Il pomeriggio a Tirana parte da uno degli incontri che sta più a cuore a Bergoglio e che gli permette di sottolineare che «l’Albania è stata tristemente testimone di quali violenze e di quali drammi possa causare la forzata esclusione di Dio dalla vita personale e comunitaria. Quando, in nome di un’ideologia, si vuole estromettere Dio dalla società, si finisce per adorare degli idoli, e ben presto l’uomo smarrisce sé stesso, la sua dignità è calpestata, i suoi diritti violati. Voi sapete bene a quali brutalità può condurre la privazione della libertà di coscienza e della libertà religiosa, e come da tale ferita si generi una umanità radicalmente impoverita, perché priva di speranza e di riferimenti ideali». Sottolinea con forza che «la religione autentica è fonte di pace e non di violenza! Nessuno può usare il nome di Dio per commettere violenza! Uccidere in nome di Dio è un grande sacrilegio! Discriminare in nome di Dio è inumano».

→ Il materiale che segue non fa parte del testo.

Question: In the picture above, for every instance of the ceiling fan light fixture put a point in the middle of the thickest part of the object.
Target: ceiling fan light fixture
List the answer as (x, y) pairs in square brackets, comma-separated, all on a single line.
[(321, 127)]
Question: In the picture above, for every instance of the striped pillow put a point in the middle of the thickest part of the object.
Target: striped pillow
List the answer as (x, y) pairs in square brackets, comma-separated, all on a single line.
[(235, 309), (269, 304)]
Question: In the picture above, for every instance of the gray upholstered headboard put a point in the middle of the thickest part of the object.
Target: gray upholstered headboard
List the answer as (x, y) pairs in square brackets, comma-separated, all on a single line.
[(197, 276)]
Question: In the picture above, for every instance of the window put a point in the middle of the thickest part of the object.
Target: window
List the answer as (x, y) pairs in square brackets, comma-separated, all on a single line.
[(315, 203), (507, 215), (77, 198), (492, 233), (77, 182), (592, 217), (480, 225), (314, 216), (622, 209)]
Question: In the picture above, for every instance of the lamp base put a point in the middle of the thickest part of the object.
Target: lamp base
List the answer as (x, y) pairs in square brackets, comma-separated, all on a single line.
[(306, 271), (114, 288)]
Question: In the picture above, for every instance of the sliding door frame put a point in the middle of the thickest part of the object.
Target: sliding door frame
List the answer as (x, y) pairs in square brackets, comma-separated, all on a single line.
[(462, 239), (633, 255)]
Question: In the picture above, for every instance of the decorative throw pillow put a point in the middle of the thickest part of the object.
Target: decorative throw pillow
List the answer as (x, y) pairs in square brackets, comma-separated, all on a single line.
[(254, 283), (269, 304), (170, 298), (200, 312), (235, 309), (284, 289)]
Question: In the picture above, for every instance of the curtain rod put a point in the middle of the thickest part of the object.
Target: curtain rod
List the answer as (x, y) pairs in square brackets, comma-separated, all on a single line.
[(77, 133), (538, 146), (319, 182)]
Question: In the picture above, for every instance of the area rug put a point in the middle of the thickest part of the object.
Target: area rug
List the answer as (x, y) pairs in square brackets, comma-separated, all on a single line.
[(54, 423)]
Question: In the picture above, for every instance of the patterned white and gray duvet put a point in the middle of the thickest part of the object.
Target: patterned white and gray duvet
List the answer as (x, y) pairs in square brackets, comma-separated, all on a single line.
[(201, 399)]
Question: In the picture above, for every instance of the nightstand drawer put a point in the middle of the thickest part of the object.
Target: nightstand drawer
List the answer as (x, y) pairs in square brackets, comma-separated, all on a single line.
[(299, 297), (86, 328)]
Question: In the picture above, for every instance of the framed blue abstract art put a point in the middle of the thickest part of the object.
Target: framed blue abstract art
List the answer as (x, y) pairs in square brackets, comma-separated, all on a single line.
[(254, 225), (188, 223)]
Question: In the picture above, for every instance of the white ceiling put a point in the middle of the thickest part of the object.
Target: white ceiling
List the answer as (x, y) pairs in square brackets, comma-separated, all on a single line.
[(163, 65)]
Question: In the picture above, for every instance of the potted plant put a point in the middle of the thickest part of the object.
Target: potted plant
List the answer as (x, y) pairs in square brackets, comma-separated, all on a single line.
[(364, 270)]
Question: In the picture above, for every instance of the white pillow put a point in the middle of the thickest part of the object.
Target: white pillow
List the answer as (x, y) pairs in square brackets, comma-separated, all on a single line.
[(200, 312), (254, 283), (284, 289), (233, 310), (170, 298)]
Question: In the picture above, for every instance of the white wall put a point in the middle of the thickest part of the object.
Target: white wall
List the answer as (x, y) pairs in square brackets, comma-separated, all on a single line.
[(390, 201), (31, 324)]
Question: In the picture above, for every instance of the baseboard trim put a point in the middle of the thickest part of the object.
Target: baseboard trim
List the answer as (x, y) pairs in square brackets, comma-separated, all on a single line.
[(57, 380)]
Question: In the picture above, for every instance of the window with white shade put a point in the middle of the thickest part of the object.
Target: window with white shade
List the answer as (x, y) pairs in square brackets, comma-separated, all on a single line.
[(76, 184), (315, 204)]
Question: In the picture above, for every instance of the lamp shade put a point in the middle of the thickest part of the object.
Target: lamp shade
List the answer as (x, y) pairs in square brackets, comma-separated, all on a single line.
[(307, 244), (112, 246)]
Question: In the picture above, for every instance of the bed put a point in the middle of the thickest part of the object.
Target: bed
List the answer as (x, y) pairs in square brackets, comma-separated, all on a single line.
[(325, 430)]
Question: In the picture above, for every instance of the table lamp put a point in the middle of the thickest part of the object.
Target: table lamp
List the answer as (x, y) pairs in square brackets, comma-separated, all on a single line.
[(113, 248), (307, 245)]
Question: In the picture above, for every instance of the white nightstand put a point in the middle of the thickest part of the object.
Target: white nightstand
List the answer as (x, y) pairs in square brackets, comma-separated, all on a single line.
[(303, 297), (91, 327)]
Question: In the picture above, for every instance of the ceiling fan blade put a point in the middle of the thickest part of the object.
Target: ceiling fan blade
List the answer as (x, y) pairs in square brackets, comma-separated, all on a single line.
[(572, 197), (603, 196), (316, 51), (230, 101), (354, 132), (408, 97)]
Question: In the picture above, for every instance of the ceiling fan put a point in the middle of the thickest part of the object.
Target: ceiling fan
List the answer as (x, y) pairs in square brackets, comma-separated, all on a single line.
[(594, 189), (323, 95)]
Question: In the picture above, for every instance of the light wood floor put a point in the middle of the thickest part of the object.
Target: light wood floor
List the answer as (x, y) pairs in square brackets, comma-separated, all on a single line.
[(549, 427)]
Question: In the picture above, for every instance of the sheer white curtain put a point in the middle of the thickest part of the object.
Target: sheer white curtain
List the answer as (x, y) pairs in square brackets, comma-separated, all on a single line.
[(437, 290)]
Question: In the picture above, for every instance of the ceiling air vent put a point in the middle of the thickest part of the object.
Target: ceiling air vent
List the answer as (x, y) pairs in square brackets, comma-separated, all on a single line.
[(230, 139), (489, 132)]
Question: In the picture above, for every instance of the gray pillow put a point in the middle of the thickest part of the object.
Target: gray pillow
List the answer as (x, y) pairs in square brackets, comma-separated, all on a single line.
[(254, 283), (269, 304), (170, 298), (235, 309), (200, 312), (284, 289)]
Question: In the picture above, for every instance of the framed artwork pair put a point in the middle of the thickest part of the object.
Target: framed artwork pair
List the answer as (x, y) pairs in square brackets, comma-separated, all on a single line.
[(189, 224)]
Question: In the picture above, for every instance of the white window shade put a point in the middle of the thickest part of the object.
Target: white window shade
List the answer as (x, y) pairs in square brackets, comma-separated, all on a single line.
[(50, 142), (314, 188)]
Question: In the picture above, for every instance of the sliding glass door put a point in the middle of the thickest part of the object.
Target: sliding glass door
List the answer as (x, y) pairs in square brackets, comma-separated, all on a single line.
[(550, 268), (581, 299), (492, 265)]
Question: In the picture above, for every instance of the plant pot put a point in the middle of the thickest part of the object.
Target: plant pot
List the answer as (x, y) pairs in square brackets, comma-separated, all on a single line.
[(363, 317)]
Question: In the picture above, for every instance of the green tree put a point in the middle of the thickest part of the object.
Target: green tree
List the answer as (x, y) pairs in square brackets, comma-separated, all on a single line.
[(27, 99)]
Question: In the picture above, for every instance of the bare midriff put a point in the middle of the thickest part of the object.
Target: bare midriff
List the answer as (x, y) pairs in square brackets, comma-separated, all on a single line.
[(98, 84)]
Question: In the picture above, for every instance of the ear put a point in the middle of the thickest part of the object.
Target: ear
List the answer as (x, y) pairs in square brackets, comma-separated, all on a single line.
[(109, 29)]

Il Papa suggerisce due atteggiamenti per promuovere la libertà religiosa: il primo è quello di vedere «in ogni uomo e donna, anche in quanti non appartengono alla propria tradizione religiosa, non dei rivali, meno ancora dei nemici, bensì dei fratelli e delle sorelle. Chi è sicuro delle proprie convinzioni non ha bisogno di imporsi, di esercitare pressioni sull’altro: sa che la verità ha una propria forza di irradiazione. Tutti siamo, in fondo, pellegrini su questa terra, e in questo nostro viaggio, mentre aneliamo alla verità e all’eternità, non viviamo come entità autonome ed autosufficienti, né come singoli né come gruppi nazionali, culturali o religiosi, ma dipendiamo gli uni dagli altri, siamo affidati gli uni alle cure degli altri. Ogni tradizione religiosa, dal proprio interno, deve riuscire a dare conto dell’esistenza dell’altro».
E un secondo atteggiamento «è l’impegno in favore del bene comune. Ogni volta che l’adesione alla propria tradizione religiosa fa germogliare un servizio più convinto, più generoso, più disinteressato all’intera società, vi è autentico esercizio e sviluppo della libertà religiosa. Questa appare allora non solo come uno spazio di autonomia legittimamente rivendicato, ma come una potenzialità che arricchisce la famiglia umana con il suo progressivo esercizio. Più si è a servizio degli altri e più si è liberi!».